He woke with a start gasping for breath and stared into space while he collected himself. He called out to Eva Lind but received no reply. He walked to her room but sensed the emptiness there before he even opened the door. He knew she had left.

After examining the register of the inhabitants of Husavik, Elinborg and Sigurdur Oli had compiled a list of 176 women who were potential victims of rape by Holberg. All they had to go on was Ellidi’s word that it had been “the same sort of job", so they used Kolbrun’s age as a reference with a ten-year deviation either side. On first examination it emerged that the women could be roughly divided into three groups: a quarter of them still lived in Husavik, half had moved to Reykjavik and the remaining quarter was scattered throughout Iceland.

“Enough to drive you mad,” Elinborg sighed, looking down the list before she handed it to Erlendur. She noticed he was scruffier than usual. The stubble on his face was several days old, his bushy ginger hair stood out in all directions, his tatty and crumpled suit needed dry-cleaning: Elinborg was wondering whether to offer to point this out to him, but Erlendur’s expression didn’t invite any joking.

“How are you sleeping these days, Erlendur?” she asked guardedly.

“On my arse,” Erlendur said.

“And then what?” Sigurdur Oli said. “Should we just walk up to each of these women and ask if they were raped 40 years ago?
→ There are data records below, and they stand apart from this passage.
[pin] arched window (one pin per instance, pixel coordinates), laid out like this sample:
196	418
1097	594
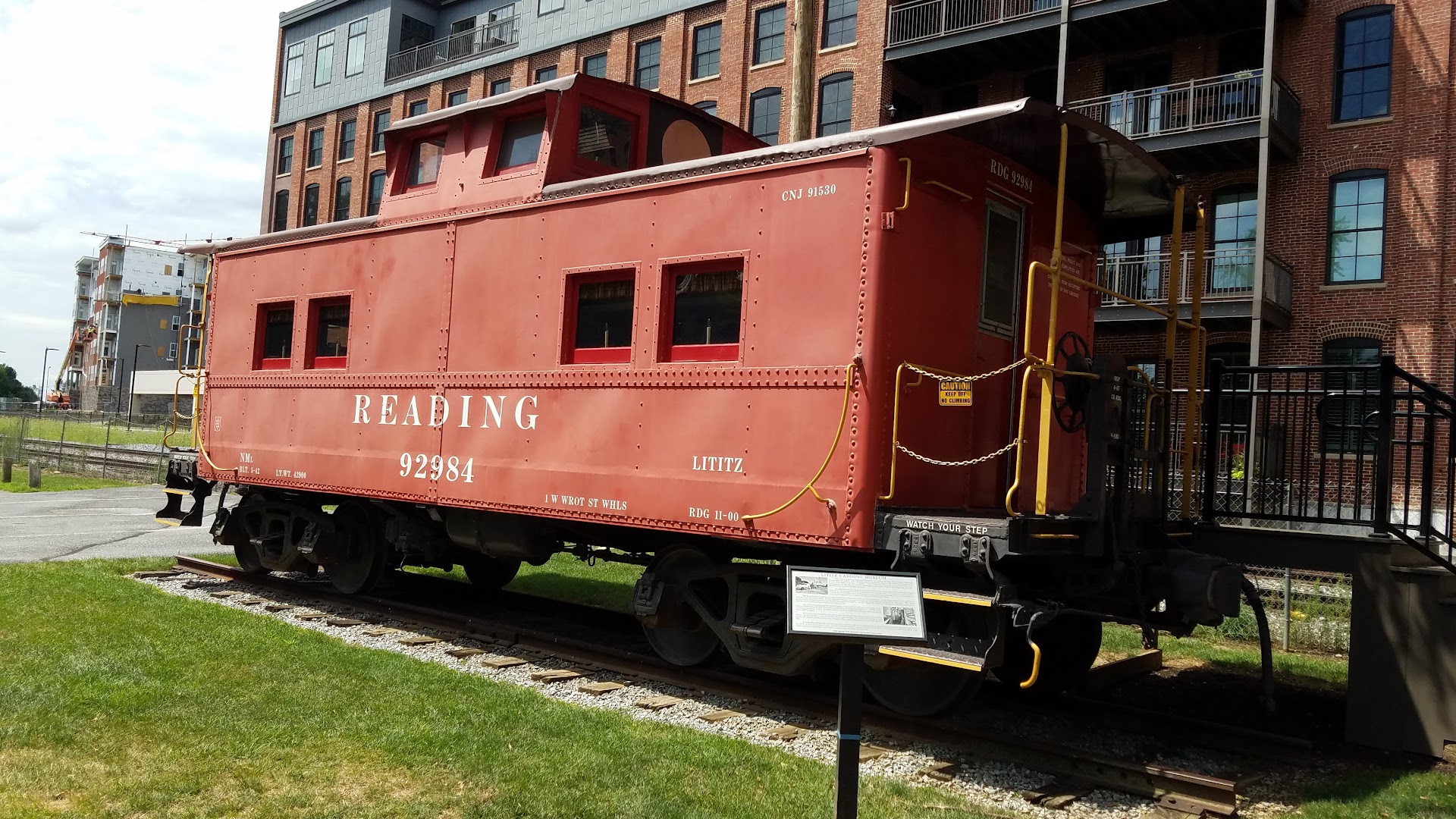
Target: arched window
376	193
341	199
281	210
764	111
310	206
1235	221
1363	63
1356	226
836	102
Isn’t that a bit… brash?”

“I can’t see any other way to do it. Let’s start with the ones who’ve moved away from Husavik,” Erlendur said. “We’ll start looking in Reykjavik and see if we can’t gather any more information about this woman in the process. If that stupid bugger Ellidi isn’t lying, Holberg mentioned her to Kolbrun. She may well have repeated it, to her sister, maybe to Runar. I need to go back to Keflavik.”

“Maybe we can narrow the group down a bit,” he said, after a moment’s thought.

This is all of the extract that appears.